Jillian looked away, her freshly powdered brow wrinkling into even folds. “But why—”

“Jordan believes he’s just visiting clients like he said.” Cass second-guessed her mother’s question. “It makes sense, Mom.”

“At that hour? Why not during the business day?”

Cass shrugged. “Maybe that’s the only time he can meet with some of them. Anyway, please don’t work yourself up over nothing. Hans told you it was business, and I believe it is.”

The thin, emerald-clad hand wavered near her mouth, painted delicately in frosty pink. Jillian Kluen never failed to mystify her daughter. In the hour of dread over the fate of her marriage, there was still lipstick and powder. And that familiar pretense so practiced and critical to survival. Cass wanted to mourn for this woman who’d given life to her child, then somehow misplaced her own. When did that happen?

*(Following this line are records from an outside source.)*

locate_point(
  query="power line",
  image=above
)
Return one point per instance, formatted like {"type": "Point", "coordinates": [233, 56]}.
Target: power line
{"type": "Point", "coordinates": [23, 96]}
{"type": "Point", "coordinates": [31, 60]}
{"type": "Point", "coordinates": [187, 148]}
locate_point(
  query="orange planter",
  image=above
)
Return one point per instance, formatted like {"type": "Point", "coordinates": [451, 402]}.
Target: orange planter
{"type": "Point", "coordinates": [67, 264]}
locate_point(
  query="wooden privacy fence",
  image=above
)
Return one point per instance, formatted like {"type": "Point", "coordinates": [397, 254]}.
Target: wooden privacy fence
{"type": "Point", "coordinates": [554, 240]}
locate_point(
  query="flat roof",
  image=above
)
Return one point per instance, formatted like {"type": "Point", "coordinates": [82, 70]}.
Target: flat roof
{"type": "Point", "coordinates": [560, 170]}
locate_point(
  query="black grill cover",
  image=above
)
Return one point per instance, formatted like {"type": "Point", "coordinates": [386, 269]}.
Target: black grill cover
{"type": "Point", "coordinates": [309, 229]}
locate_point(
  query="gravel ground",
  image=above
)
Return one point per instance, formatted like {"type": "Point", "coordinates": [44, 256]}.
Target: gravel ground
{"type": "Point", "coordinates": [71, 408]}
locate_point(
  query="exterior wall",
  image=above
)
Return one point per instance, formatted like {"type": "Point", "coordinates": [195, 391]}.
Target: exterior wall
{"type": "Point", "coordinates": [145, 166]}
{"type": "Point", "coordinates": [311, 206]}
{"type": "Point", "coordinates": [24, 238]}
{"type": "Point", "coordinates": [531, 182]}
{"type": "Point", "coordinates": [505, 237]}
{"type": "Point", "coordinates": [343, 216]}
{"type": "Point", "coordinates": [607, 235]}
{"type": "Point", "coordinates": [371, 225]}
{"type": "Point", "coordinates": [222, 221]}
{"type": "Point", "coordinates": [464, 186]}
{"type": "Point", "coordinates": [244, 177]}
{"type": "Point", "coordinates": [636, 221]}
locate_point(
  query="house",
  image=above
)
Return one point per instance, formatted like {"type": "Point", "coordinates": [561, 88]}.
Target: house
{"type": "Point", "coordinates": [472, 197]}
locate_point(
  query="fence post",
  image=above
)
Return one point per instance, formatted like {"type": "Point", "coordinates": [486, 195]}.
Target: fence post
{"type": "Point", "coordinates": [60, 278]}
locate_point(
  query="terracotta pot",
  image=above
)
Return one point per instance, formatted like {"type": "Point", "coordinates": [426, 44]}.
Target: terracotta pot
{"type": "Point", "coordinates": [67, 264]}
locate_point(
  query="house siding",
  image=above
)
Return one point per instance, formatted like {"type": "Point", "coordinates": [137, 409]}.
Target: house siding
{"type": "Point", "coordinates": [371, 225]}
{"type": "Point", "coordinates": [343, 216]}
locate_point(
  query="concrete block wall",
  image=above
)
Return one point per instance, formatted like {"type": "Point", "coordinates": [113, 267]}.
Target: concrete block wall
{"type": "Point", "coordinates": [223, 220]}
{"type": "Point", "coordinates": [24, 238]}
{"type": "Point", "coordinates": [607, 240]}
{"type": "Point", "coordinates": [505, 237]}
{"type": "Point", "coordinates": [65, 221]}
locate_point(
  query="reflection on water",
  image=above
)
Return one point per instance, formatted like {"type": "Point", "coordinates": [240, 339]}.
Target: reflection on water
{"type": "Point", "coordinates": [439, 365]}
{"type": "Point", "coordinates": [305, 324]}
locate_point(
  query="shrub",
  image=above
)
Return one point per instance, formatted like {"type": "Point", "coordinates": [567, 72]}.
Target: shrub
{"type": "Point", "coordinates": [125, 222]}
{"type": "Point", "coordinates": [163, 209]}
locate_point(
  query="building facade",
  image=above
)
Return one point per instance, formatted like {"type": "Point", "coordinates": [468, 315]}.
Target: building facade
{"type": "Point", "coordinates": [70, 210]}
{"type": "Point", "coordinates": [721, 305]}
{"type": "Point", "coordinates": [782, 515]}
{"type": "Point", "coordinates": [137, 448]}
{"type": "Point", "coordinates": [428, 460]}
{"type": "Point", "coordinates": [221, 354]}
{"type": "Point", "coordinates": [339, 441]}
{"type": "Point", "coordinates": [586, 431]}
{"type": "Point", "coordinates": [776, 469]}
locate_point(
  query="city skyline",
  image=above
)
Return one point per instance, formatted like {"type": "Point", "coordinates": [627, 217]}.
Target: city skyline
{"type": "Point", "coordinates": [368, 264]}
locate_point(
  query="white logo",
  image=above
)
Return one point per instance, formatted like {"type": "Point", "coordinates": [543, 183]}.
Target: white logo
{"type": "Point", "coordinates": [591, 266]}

“Jilly, why don’t you bring an hors d’oeuvre tray for us, dear?” Hans called from the living room.

“I’ll be right there,” Jillian answered, her voice lilting on the final syllable. Cass knew the singsong habit her mother sometimes affected to mask her distress.

“Mom, let this go,” she implored. “Hans adores you and always has. Anybody can see that. Why can’t you?”

The pink lips quivered, releasing a tremulous sigh. “I know he does.” She smoothed the flowing skirt of the caftan. “I guess after … after all the years with your father, it’s just hard to believe in adoration.” She extended a cupped hand and held it to her daughter’s chin. “Except the kind I feel for my Cassandra.” She smiled sweetly, then dropped her hand, though her clear blue eyes lingered on Cass just a moment longer. The air shifted, the mood brightened. Now scurrying to retrieve an assortment of small dishes from the refrigerator, Jillian chirped over her shoulder, “Jordan is an eyeful, don’t you think?”